Dans notre précédent article, nous vous expliquions comment les différentes compagnies des Indes s’étaient créées en Europe. Aujourd’hui, nous vous proposons de regarder de plus près l’influence de ce trafic commercial en matière d’art et de culture.

Masupilatam

1688.
Aquarelle
BnF, département des Estampes et de la photographie, OD-55 PET FOL, f. 16
© Bibliothèque nationale de France
À Masulipatam, sur la côte de Coromandel, en Inde, cohabitaient trois loges marchandes signalées ici par les lettres A, B et C, correspondant aux pavillons français, anglais et hollandais.

En plus des épices, tissus, porcelaines… les marchandises transportées étaient composées de nombreux objets extra-européens mais également d’objets “métisses”, réalisés spécifiquement à l’intention des Européens dans les zones d’action des Compagnies de commerce européennes. À  de rares exceptions, négociants et fonctionnaires reproduisaient sous les tropiques leur cadre de vie européen.

Cette production particulière, fruit d’un échange culturel et religieux original, se développe dans la plupart des comptoirs européens. Mais la majeure partie de ces objets “métissés” a été réalisée en Inde ou en Chine pour les besoins de l’exportation vers l’Europe, dans le cadre du commerce à monopole des compagnies parmi lesquels figurent éventails, mobiliers, coffrets et objets en laque, etc. Ils sont le résultat de la rencontre commerciale, politique et culturelle, entre Asiatiques et Européens. Les premiers ayant des savoir-faire et des matières premières inconnus en Europe (ou impossible à exploiter) sur lesquels les seconds projetaient leur désir de forme, de goût et de coût.

Cette entente commerciale a donné naissance à des objets que les Européens trouvaient furieusement exotiques pour ne pas dire asiatiques et que les asiatiques n’ont jamais utilisés en raison de leur caractère trop européen… Hybrides donc, tous ces objets ne révèlent pas à proprement parler une culture ou une autre.

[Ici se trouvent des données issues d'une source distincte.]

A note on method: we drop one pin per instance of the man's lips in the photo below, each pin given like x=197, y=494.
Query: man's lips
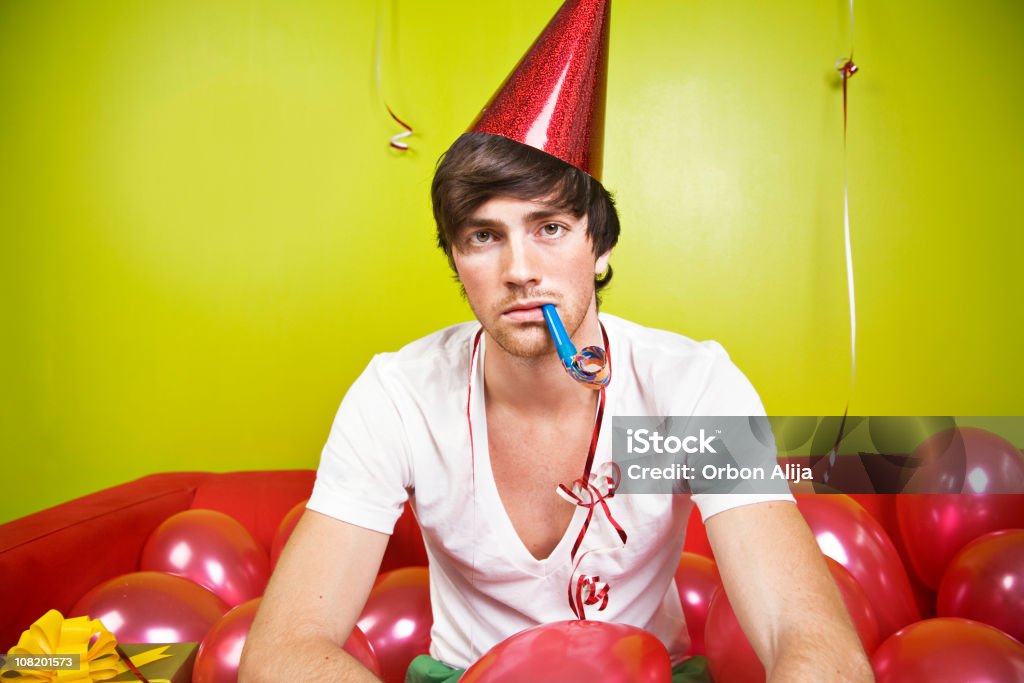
x=529, y=312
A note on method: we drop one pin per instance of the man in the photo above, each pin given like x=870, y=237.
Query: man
x=478, y=425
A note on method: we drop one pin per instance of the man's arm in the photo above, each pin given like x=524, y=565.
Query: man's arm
x=312, y=601
x=783, y=595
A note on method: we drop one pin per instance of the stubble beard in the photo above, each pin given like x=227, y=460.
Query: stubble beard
x=530, y=341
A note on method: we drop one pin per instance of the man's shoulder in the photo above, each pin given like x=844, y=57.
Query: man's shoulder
x=439, y=354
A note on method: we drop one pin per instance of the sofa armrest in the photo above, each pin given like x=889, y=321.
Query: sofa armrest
x=50, y=558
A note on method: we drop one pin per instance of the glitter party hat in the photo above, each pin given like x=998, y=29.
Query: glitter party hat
x=554, y=98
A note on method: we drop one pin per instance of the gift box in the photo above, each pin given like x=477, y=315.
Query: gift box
x=176, y=668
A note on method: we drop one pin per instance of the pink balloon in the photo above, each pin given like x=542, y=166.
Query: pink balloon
x=696, y=579
x=576, y=652
x=967, y=460
x=285, y=529
x=152, y=607
x=935, y=527
x=949, y=649
x=850, y=536
x=220, y=652
x=985, y=583
x=730, y=655
x=397, y=620
x=211, y=549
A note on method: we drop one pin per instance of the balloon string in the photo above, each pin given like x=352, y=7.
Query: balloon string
x=847, y=69
x=396, y=139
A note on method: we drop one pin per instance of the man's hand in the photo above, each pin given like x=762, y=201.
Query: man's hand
x=312, y=601
x=783, y=595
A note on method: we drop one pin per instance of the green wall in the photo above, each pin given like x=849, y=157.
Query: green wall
x=204, y=236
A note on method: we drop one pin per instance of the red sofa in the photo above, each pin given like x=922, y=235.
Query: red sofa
x=51, y=558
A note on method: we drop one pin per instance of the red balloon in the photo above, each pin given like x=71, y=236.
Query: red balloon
x=211, y=549
x=576, y=652
x=397, y=620
x=967, y=460
x=985, y=583
x=220, y=652
x=359, y=647
x=730, y=655
x=152, y=607
x=696, y=537
x=883, y=508
x=285, y=529
x=857, y=605
x=850, y=536
x=404, y=549
x=936, y=526
x=949, y=649
x=696, y=579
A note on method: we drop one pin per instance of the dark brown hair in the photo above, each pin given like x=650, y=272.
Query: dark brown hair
x=479, y=166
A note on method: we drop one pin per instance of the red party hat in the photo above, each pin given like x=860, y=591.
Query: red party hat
x=554, y=98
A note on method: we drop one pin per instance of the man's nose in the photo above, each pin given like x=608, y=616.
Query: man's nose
x=520, y=263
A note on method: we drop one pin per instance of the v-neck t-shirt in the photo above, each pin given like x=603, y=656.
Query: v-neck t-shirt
x=402, y=432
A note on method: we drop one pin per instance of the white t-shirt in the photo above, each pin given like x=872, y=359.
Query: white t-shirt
x=402, y=431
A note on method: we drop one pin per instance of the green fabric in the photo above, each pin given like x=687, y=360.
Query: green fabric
x=427, y=670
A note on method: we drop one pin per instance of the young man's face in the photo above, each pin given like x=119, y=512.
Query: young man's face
x=513, y=256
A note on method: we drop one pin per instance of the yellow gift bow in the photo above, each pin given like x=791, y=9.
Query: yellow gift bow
x=52, y=634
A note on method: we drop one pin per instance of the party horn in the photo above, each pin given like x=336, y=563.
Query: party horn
x=577, y=364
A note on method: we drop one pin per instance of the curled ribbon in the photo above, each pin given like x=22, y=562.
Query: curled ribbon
x=396, y=139
x=96, y=647
x=590, y=493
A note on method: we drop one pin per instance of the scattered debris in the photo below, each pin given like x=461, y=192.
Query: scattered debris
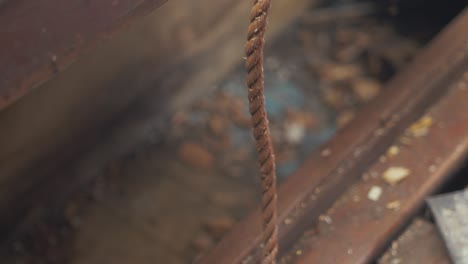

Ils sont avant tout le produit d’un commerce mondialisé.

La “Verenigde Oostindische Compagnie”, ou Compagnie des Indes hollandaise fut une des premières à ouvrir un comptoir en Orient, et c’est ainsi que les premiers paravents et autres objets en laque arrivèrent en Europe.

Les Anglais, dans la deuxième partie du XVIIe siècle, adoptèrent l’idée de plaquer des morceaux de feuilles de paravent sur leurs meubles de luxe. Les Français firent de même un peu plus tard, en se fournissant d’abord via la Hollande.

Le plus souvent, les meubles européens plaqués de feuilles de laque l’étaient en laque de Chine, ou de Coromandel (de Chine également, mais se différenciant par le fait que le décor est incisé, un peu à la manière d’une gravure cf. notre article sur les Coromandel).

 

Petite boîte polylobée en laque du Japon

Cette petite boîte de forme n’est pas sans rappeler les très célèbres laques de la collection Marie-Antoinette à Versailles. Ces petites boîtes suscitaient dés le XVIIIe siècle, curiosité et admiration, recherchées pour tant pour leur rareté que leur exotisme ou leur préciosité dans leur qualité d’exécution.

Les laques du Japon sont de grande qualité et très chers. Au milieu du XVIIème siècle, le shogunat japonais cesse toute relation avec l’étranger sauf avec la Chine et le comptoir néerlandais à Nagasaki (vous pouvez lire aussi notre article sur le style Nanban qui relate l’histoire du Japon à cette période) rendant les laques japonais de cette période quasiment impossibles à se procurer ce qui explique que ceux que l’on trouve en Europe datent pratiquement toujours du XVIIe siècle. Ils étaient recherchés et précieusement gardés par les principaux marchands-merciers qui les réservaient pour les grands ébénistes et les meubles prestigieux.

Les compagnies des indes françaises, portugaises, anglaises et hollandaises, ont transmis leur goût pour les meubles européens. Le mobilier plus petit était utilisé pour les voyages. On trouve des commodes de bateau en 2 parties, des bureaux démontables, des tables pliantes, des écritoires et des coffres. Tous sont des pièces uniques souvent renforcés de fer ou de laiton. Le teck, très solide, avait une place importante dans ces fabrications, comme aussi les acajous, le palissandre et le camphrier. Les coffrets les plus précieux étaient faits en bois de citronnier (bois de satin) et d’ébène, décorés de marqueterie d’ivoire et d’argent.